Brain2Music: Reconstructing Music from Human Brain Activity
Authors anonymized
Abstract The process of reconstructing experiences from human brain activity offers a unique lens into how the brain interprets and represents the world. In this paper, we introduce a method for reconstructing music from brain activity, captured using functional magnetic resonance imaging (fMRI). Our approach uses either music retrieval or the MusicLM music generation model conditioned on embeddings derived from fMRI data. The generated music resembles the musical stimuli that human subjects experienced, with respect to semantic properties like genre, instrumentation, and mood. We investigate the relationship between different components of MusicLM and brain activity through a voxel-wise encoding modeling analysis. Furthermore, we discuss which brain regions represent information derived from purely textual descriptions of music stimuli.
Music Reconstruction with MusicLM (Highlights)
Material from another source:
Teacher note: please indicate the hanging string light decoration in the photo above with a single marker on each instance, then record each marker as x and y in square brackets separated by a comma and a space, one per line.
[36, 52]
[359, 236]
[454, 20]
| Stimulus (GTZAN music) | Reconstructions (generated by MusicLM) | ||
|---|---|---|---|
Comparison of Retrieval and Generation
| Stimulus | Retrieval | Generation with MusicLM | ||
|---|---|---|---|---|
| GTZAN music | From FMA | Gen #1 | Gen #2 | Gen #3 |
Comparison Across Subjects
| Stimulus | Retrieval (FMA) | Generation (MusicLM) | ||||||||
|---|---|---|---|---|---|---|---|---|---|---|
| Stimulus | Subject 1 | Subject 2 | Subject 3 | Subject 4 | Subject 5 | Subject 1 | Subject 2 | Subject 3 | Subject 4 | Subject 5 |
Encoding: Whole-brain Voxel-wise Modeling

By constructing a brain encoding model, we find that two components of MusicLM (MuLan and w2v-BERT) have some degree of correspondence with human brain activity in the auditory cortex.

We also find that the brain regions representing information derived from text and music overlap.
GTZAN Music Captions
We release a music caption dataset for the subset of GTZAN clips for which there are fMRI scans. Below are ten examples from the dataset.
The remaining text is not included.